Lotnisko w Pyrzowicach pod Katowicami jest
nadal nieczynne. Tak będzie co najmniej do godziny 9:00. Wieczorem samolot z
Egiptu po wylądowaniu nie wyhamował i zatrzymał się tuż za pasem startowym i
zablokował go. Samolot Boeing 737-800
czeskiej linii lotniczej Travel Service miał wczoraj wieczorem kłopoty
z lądowaniem na lotnisku w podkatowickich Pyrzowicach. Maszyna nie
zdołała wyhamować na pasie startowym i zatrzymała się na trawniku tuż za
nim. Samolot do tej pory nie został ściągnięty. Pilot lądował w trudnych,
zimowych warunkach, ale dopuszczalnych przez przepisy lotnicze. Nikomu nic się
nie stało. Na pokładzie było 179 pasażerów i sześciu członków załogi.
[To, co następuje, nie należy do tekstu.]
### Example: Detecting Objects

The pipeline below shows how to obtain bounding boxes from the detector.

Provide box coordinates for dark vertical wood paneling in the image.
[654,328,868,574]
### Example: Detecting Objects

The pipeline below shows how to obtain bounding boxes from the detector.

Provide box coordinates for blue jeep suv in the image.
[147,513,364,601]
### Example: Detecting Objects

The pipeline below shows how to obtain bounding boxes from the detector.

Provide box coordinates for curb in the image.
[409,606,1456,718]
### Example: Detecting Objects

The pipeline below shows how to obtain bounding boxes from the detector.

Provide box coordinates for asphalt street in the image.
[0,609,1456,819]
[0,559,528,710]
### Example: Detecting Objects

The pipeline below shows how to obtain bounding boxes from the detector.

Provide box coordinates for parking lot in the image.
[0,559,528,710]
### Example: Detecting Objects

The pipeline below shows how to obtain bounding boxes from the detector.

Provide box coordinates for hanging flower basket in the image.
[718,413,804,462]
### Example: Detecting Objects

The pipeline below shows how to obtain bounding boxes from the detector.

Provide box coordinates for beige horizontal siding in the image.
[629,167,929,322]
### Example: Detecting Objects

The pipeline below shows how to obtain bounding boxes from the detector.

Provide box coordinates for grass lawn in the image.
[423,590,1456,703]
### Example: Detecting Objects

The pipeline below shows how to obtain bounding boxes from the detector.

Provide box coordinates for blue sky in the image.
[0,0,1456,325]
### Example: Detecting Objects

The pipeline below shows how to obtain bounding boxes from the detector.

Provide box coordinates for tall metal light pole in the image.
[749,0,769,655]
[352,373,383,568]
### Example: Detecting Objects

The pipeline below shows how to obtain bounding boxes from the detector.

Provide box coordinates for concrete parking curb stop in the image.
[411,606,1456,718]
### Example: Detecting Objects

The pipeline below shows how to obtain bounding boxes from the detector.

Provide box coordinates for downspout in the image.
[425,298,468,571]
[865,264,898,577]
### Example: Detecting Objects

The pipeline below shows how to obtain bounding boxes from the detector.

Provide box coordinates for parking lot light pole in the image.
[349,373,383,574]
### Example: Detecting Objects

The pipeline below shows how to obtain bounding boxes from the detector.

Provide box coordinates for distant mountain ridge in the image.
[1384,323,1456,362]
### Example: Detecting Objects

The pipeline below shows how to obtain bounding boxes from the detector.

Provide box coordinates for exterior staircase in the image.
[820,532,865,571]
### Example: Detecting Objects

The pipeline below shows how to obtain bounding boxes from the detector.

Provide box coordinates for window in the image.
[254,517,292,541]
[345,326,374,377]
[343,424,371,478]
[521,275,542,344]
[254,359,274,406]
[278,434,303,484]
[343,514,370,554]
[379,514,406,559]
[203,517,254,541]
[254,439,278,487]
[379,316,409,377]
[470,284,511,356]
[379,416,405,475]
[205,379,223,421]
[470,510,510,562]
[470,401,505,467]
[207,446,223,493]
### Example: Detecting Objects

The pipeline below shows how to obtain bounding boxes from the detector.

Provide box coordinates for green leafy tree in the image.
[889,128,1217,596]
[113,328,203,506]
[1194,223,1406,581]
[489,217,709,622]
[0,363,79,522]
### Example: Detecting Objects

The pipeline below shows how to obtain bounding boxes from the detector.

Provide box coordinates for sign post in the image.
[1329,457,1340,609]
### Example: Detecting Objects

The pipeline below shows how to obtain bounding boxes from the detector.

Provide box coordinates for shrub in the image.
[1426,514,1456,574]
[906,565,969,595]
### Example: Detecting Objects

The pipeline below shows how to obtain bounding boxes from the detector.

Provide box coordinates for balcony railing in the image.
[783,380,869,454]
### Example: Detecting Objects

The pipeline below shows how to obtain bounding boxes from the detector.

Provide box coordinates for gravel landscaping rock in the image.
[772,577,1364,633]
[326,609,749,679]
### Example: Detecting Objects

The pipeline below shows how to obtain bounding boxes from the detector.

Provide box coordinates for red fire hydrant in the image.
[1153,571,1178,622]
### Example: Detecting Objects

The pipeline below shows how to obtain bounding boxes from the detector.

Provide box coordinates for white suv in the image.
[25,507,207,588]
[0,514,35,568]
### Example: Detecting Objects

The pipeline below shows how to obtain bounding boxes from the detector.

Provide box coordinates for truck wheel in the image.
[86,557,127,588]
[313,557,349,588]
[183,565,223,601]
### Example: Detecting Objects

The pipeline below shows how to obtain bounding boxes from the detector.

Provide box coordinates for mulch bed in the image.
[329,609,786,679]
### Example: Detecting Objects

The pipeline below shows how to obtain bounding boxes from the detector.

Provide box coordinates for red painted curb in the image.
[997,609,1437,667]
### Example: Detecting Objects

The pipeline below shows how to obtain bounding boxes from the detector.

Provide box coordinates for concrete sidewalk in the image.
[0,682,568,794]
Pasażerowie opuścili samolot schodami podstawionymi pod tylne wyjście maszyny.
Prawdopodobnie nie została też uszkodzona sama maszyna. Jak poinformował
rzecznik Górnośląskiego Towarzystwa Lotniczego Cezary Orzech, jak zawsze
w takich przypadkach uruchomiono stosowne procedury. Do samolotu
profilaktycznie podjechały lotniskowe samochody ratownicze. Do czasu
odholowania samolotu z pasa startowego ruch na lotnisku został wstrzymany.